Não é o Ex.mo Sr. Juiz que decide.
Tal decisão é da competência do Ministério Público, cabendo ao Ex.mo Sr. Dr. Juiz de instrução a sua validação ou não. A decisão é apenas do M.P.
Ao não validar tal decisão, o Ex.mo Sr. Dr. Juiz desconsiderou a função constitucional do Ministério Público de exercício da Acção Penal imiscuindo-se em função alheia e ajuizando sobre a mesma sem fundamento legal.

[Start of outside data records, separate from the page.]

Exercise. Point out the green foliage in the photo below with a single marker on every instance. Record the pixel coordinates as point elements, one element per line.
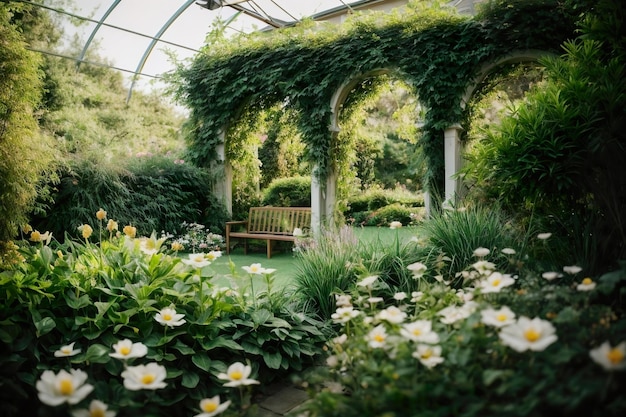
<point>303,68</point>
<point>26,156</point>
<point>94,296</point>
<point>150,193</point>
<point>288,192</point>
<point>561,153</point>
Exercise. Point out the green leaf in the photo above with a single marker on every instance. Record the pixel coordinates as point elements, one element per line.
<point>202,361</point>
<point>97,354</point>
<point>190,379</point>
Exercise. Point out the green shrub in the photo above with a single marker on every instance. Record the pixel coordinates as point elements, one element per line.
<point>92,296</point>
<point>288,192</point>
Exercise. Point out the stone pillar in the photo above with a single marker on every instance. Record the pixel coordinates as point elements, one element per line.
<point>453,155</point>
<point>223,187</point>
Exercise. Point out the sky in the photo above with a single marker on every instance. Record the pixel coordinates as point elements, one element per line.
<point>124,50</point>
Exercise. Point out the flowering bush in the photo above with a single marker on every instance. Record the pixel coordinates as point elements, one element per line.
<point>122,328</point>
<point>504,343</point>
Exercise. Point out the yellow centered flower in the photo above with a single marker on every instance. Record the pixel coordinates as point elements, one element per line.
<point>97,412</point>
<point>236,375</point>
<point>66,387</point>
<point>209,407</point>
<point>532,335</point>
<point>615,356</point>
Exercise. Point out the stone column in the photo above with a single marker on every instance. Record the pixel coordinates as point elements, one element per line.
<point>453,155</point>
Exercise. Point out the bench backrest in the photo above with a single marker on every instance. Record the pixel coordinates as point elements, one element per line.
<point>278,220</point>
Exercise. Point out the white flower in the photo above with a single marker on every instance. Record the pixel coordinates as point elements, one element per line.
<point>67,350</point>
<point>257,269</point>
<point>535,334</point>
<point>392,315</point>
<point>429,356</point>
<point>453,314</point>
<point>420,331</point>
<point>96,409</point>
<point>495,282</point>
<point>211,406</point>
<point>395,225</point>
<point>169,317</point>
<point>237,374</point>
<point>573,269</point>
<point>125,349</point>
<point>64,387</point>
<point>416,296</point>
<point>610,358</point>
<point>418,269</point>
<point>484,267</point>
<point>481,252</point>
<point>213,255</point>
<point>497,318</point>
<point>586,285</point>
<point>399,296</point>
<point>377,336</point>
<point>344,314</point>
<point>150,376</point>
<point>343,300</point>
<point>197,260</point>
<point>367,281</point>
<point>551,275</point>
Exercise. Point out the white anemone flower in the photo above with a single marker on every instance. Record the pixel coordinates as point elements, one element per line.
<point>429,356</point>
<point>344,314</point>
<point>367,281</point>
<point>212,406</point>
<point>420,331</point>
<point>67,350</point>
<point>525,334</point>
<point>64,387</point>
<point>238,374</point>
<point>609,357</point>
<point>495,282</point>
<point>417,269</point>
<point>169,317</point>
<point>572,269</point>
<point>497,318</point>
<point>377,336</point>
<point>392,314</point>
<point>125,349</point>
<point>481,252</point>
<point>197,260</point>
<point>96,409</point>
<point>150,376</point>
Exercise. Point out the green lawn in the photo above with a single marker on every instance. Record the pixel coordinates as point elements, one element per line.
<point>283,259</point>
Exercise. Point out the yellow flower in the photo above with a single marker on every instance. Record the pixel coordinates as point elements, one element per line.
<point>86,230</point>
<point>101,214</point>
<point>130,231</point>
<point>111,225</point>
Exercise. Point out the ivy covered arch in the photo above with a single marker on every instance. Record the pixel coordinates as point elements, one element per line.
<point>441,53</point>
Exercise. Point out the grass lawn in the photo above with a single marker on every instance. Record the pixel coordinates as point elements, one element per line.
<point>283,259</point>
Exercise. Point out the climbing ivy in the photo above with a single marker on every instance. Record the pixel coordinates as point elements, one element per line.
<point>435,50</point>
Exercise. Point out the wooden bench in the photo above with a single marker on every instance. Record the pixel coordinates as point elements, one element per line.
<point>269,224</point>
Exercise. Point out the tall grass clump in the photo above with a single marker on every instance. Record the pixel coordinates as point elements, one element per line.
<point>324,268</point>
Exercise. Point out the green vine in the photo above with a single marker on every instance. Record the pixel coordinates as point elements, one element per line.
<point>436,51</point>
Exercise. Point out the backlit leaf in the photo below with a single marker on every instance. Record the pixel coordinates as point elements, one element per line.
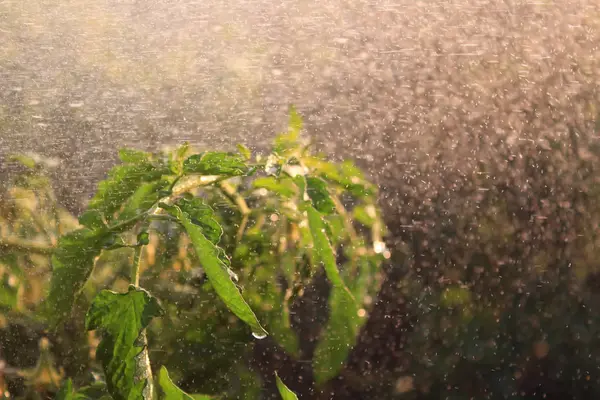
<point>212,259</point>
<point>286,394</point>
<point>282,186</point>
<point>316,188</point>
<point>72,264</point>
<point>121,318</point>
<point>342,326</point>
<point>170,391</point>
<point>215,163</point>
<point>122,183</point>
<point>92,219</point>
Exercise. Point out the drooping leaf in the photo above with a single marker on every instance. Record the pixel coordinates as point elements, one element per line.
<point>346,175</point>
<point>144,197</point>
<point>342,326</point>
<point>215,163</point>
<point>92,219</point>
<point>284,391</point>
<point>323,250</point>
<point>244,151</point>
<point>338,337</point>
<point>170,391</point>
<point>215,266</point>
<point>72,264</point>
<point>316,188</point>
<point>122,183</point>
<point>95,391</point>
<point>66,391</point>
<point>121,318</point>
<point>202,215</point>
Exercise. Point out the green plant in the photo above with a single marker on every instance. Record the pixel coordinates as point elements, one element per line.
<point>264,224</point>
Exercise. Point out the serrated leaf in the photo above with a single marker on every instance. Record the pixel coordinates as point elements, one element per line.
<point>122,183</point>
<point>72,264</point>
<point>170,391</point>
<point>346,174</point>
<point>202,215</point>
<point>144,197</point>
<point>92,219</point>
<point>323,250</point>
<point>282,187</point>
<point>338,337</point>
<point>215,163</point>
<point>295,121</point>
<point>66,391</point>
<point>143,238</point>
<point>284,391</point>
<point>316,188</point>
<point>95,391</point>
<point>342,326</point>
<point>121,319</point>
<point>212,259</point>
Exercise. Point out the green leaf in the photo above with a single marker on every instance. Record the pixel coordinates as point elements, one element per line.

Note-se que a determinação ou não da aplicação aos autos do segredo de justiça ocorre, naturalmente, numa fase embrionária da investigação, pelo que, na maioria das vezes o M.P. decide com base no tipo legal de crime e dos inerentes constrangimentos que poderão surgir numa investigação pública, bem como nos inconvenientes que isso poderá eventualmente acarretar para o bom nome e reputação dos suspeitos. Corolário desta constatação é o Despacho 2/08 da Procuradoria Geral Distrital do Porto de 9-1, mediante a qual “O Ministério Público determinará, no início do inquérito (sublinhado nosso) a sujeição deste a segredo de justiça, sempre que esteja em causa nomeadamente o crime de insolvência dolosa.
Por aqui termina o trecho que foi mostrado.